Music Reviews

Scott Kelly

Spirit Bound Flesh

Neurot

2001 is shaping up to be Neurosis’ year, what with a career-defining/extending new album, the impending (as of this writing) “Beyond The Pale” festival they helped set up, great new records by Isis, Vitriol, Zeni Geva, and Tarentel on their own Neurot imprint, and now this, the debut solo record by founding member Scott Kelly. Much like fellow guitarist/vocalist Steve Von Till’s As the Crow Flies last year, Kelly’s Spirit Bound Flesh is a largely stripped-down, all-acoustic affair, carrying the same density and intensity, sonically speaking, of Neurosis’ latest platter.

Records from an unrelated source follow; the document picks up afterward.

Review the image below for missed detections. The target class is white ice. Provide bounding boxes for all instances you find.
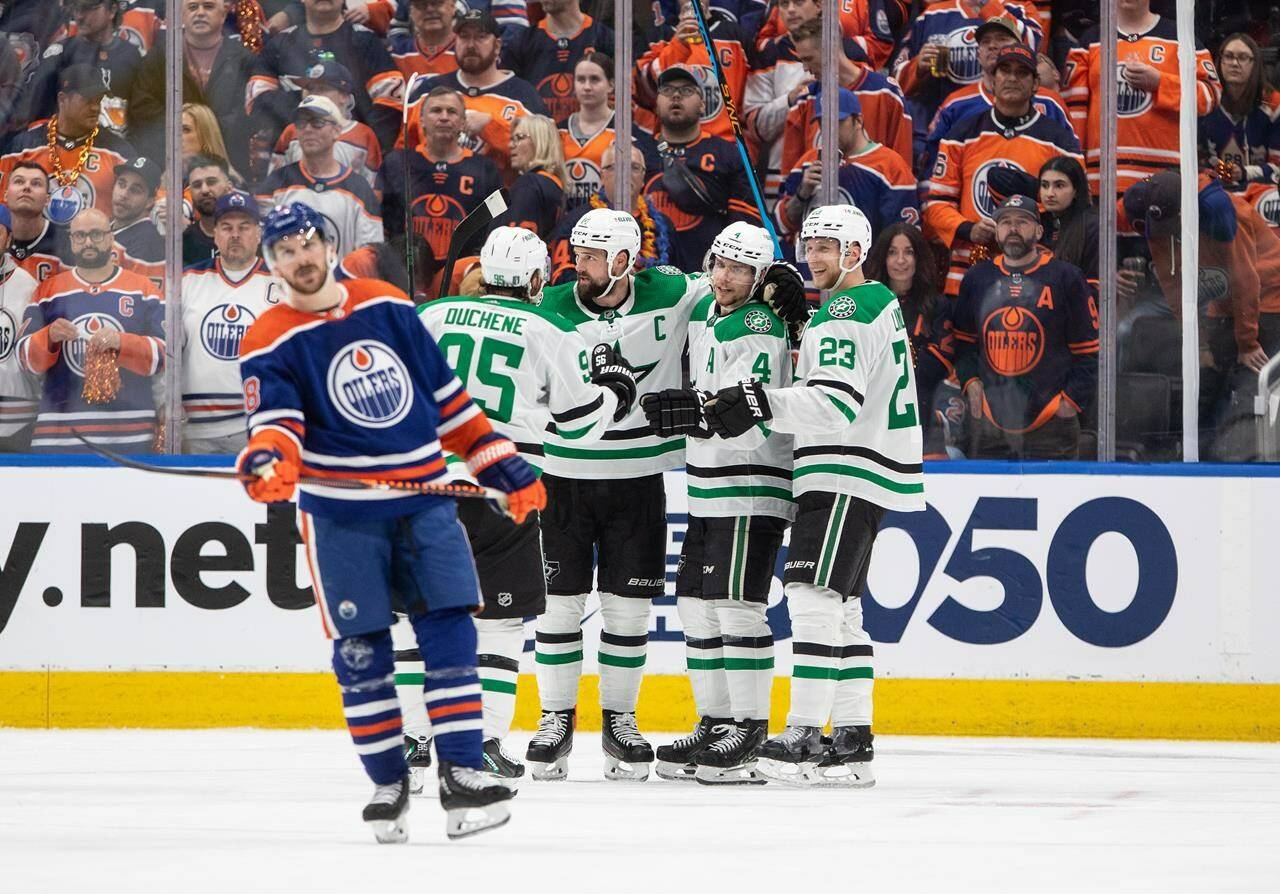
[0,730,1280,894]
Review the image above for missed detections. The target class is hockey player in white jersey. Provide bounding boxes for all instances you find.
[704,205,924,788]
[643,223,803,785]
[182,191,282,453]
[409,227,636,783]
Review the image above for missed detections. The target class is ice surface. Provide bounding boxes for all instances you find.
[0,730,1280,894]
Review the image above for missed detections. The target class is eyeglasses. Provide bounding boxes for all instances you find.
[70,229,111,245]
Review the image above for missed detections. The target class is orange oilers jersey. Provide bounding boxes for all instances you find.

And that makes perfect sense here, as the organic gloom n’ doom of A Sun That Never Sets gets pared down even further to a certain psychosis, one where Kelly•s laconic strums coax a suspended feeling: perpetually anticipating the next transition, yet never quite getting it. It’s the subtle details, however, like the lone, out-from-nowhere bell toll in “Through My Existence” and the briefly flanged distortion in “Flower,” that really make his gravelly, Tom Waits-on-methadone voice ring so resonantly throughout Spirit Bound Flesh, thusly turning the proceedings into something of a confessional; he even goes a cappella on “Sacred Heart,” rendering such plaintive pleas as “I ask God to lead me to light” even more ghostly. Of primary interest to Neurosis completists and fans of Swans’ most placid moments (“Failure,” “Was He Ever Alive?”), but the epitome of a “quiet triumph,” nonetheless.